Gewisse Bibelausleger sehen in «der Strafe, die ihn getroffen hat», nicht nur die böse Tat seines Volkes, sondern auch seinen Tod für das Volk. Aber ich bin für mich sicher, dass es in Jesaja 53,8 nicht um Stellvertretung geht, sondern um die Sünde des Volkes Israel, das seinen Messias zu Tode gebracht hat. Der Gedanke der Stellvertretung wird vorher genannt: «Doch um unserer Übertretungen willen war er verwundet, um unserer Ungerechtigkeiten willen zerschlagen. Die Strafe zu unserem Frieden lag auf ihm» (Jes 53,5).
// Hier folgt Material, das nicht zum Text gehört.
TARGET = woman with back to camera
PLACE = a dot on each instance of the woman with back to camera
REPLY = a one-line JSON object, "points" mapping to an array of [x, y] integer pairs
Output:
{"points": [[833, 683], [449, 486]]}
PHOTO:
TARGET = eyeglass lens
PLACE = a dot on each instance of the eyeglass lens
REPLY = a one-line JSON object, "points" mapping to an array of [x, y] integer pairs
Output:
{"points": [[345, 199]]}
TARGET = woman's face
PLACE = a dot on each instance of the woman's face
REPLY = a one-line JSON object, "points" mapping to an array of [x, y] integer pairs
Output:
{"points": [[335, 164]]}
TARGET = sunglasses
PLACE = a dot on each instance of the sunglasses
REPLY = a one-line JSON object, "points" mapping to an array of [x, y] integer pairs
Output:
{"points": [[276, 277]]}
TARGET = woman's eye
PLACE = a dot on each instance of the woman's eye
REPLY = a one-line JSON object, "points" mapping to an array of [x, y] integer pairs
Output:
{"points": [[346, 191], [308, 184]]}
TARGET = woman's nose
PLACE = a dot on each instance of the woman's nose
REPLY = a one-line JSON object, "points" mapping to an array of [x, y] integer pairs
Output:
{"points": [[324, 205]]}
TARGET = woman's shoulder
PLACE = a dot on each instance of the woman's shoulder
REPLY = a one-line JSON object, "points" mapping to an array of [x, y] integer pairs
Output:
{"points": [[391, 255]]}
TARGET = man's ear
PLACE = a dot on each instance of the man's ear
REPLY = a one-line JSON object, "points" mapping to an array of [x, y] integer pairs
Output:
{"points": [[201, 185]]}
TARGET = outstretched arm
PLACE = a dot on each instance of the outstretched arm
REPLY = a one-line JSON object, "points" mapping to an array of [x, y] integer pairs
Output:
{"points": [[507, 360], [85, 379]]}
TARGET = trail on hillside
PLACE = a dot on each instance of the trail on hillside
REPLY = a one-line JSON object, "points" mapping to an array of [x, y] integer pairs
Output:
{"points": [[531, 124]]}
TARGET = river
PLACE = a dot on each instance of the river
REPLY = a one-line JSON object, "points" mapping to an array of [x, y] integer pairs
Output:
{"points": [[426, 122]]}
Nun steht in Psalm 22,13: «Viele Stiere haben mich umgeben, gewaltige Stiere von Basan mich umringt.» So umstellten die hohen und einflussreichen Menschen im Volk Israel den Herrn Jesus, um Ihn zum Tod zu verurteilen.

Böse Worte

«Sie haben ihr Maul gegen mich aufgesperrt wie ein reissender und brüllender Löwe» (V. 14).

Was haben die Führer seines geliebten Volkes Israel alles zu unserem Heiland gesagt! Besonders im Johannes-Evangelium lesen wir, wie viel Böses sie gegen Ihn vorbrachten. Ich denke an ihren Ausspruch in Johannes 8,41: «Wir sind nicht durch Hurerei geboren.» Damit spielten sie auf die wunderbare Zeugung des Herrn Jesus durch den Geist Gottes an und stellten sie infrage. Etwas später erklärten sie: «Sagen wir nicht zu Recht, dass du ein Samariter bist und einen Dämon hast?» (Joh 8,48). Wir staunen, dass Gott dazu schwieg und nicht sofort eingriff, als man so mit seinem Sohn umging.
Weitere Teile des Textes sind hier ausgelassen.